McFadden’s. I do not believe that niche fixes will work. The most
important thing we can do to make headway on meaningful reforms is to
move toward public reporting of comprehensive pricing and performance
transparency information. When purchasers – and here I mean employers
and government – see the outrageous excesses that are considered common
and acceptable, their astonishment will organically precipitate
performance-based reimbursement.
I
cringe to suggest that Dr. McFadden’s work on this point is not sound,
but surveying seniors to assess the efficacy of the Medicare D program
strikes me approximately as revealing as surveying car owners on their
safety of their vehicles. Most have had uneventful experiences and
don’t know much, if anything, about the mechanical dynamics lurking
internally. They’re happy as larks until something doesn’t go their
way. It is not partisan to say that Medicare D was developed in a
political context and was designed to benefit its designers. (I’ll be
happy to refer Dr. McFadden to the people who actually orchestrated the
program’s design and passage.) One need only look a little more closely
to become more intimate with its failings, which are that American
taxpayers pay way too much for what is delivered, seniors are in a
program that is capricious in its coverage, and that American seniors
too pay too much and receive much less than they might if our
government were not so susceptible to special interests.
Those
of us who have been close observers of legislative and Congressional
politics know well that most laws are now shaped by corporate lobbying.
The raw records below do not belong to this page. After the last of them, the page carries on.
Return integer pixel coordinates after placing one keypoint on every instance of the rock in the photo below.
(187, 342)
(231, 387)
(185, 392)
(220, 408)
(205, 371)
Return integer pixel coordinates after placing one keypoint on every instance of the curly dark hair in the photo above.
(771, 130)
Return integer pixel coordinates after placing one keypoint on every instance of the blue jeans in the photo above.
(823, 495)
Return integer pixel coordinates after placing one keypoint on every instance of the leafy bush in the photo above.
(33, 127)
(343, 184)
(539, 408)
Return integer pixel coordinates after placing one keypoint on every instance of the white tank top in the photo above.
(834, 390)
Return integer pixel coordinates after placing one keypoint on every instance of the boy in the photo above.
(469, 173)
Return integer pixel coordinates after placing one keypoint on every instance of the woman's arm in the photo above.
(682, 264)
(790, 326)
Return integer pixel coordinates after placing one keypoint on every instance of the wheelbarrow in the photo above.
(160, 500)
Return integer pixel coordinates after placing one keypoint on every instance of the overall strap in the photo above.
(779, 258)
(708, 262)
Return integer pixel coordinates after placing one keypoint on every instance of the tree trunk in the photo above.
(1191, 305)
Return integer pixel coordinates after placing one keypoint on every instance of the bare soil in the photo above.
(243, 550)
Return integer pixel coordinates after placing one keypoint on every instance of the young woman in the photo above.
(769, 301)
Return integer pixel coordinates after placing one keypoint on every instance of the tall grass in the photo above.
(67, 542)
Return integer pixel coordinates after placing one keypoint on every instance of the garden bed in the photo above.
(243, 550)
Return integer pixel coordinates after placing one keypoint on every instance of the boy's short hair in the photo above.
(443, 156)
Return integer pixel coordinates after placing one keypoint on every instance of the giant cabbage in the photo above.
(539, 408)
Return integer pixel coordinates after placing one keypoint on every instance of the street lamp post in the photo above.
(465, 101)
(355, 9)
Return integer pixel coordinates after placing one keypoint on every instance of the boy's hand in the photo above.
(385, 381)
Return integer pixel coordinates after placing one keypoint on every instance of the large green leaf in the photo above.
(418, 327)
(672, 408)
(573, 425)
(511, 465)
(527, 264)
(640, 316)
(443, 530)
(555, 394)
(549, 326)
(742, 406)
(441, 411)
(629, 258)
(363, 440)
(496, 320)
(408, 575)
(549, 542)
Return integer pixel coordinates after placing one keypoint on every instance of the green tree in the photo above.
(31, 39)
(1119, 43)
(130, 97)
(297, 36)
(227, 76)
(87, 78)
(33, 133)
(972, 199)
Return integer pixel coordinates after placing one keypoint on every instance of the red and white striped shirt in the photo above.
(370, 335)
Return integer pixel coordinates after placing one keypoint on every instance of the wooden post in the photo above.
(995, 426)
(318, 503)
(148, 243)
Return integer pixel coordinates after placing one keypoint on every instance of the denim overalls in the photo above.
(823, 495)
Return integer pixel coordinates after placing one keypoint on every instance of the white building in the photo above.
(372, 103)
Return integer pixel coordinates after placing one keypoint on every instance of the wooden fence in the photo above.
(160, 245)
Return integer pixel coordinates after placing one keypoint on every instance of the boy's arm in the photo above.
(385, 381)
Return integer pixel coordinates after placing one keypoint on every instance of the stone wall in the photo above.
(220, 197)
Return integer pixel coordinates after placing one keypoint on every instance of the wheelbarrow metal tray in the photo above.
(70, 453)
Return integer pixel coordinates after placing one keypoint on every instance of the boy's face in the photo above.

Until major health care organizations can’t easily get legislation
through that gives them favorable access to the $2.2 trillion largesse
that flows through American health care, our largest economic sector
will continue to become more unstable, a circumstance that bodes
extremely poorly for the larger economy.
That
this obviously great economist failed to distinguish these issues is
disappointing, though not surprising. That the WSJ published it is not
surprising at all, since it aligns with a corporate philosophy that is
often partisan on this and related issues.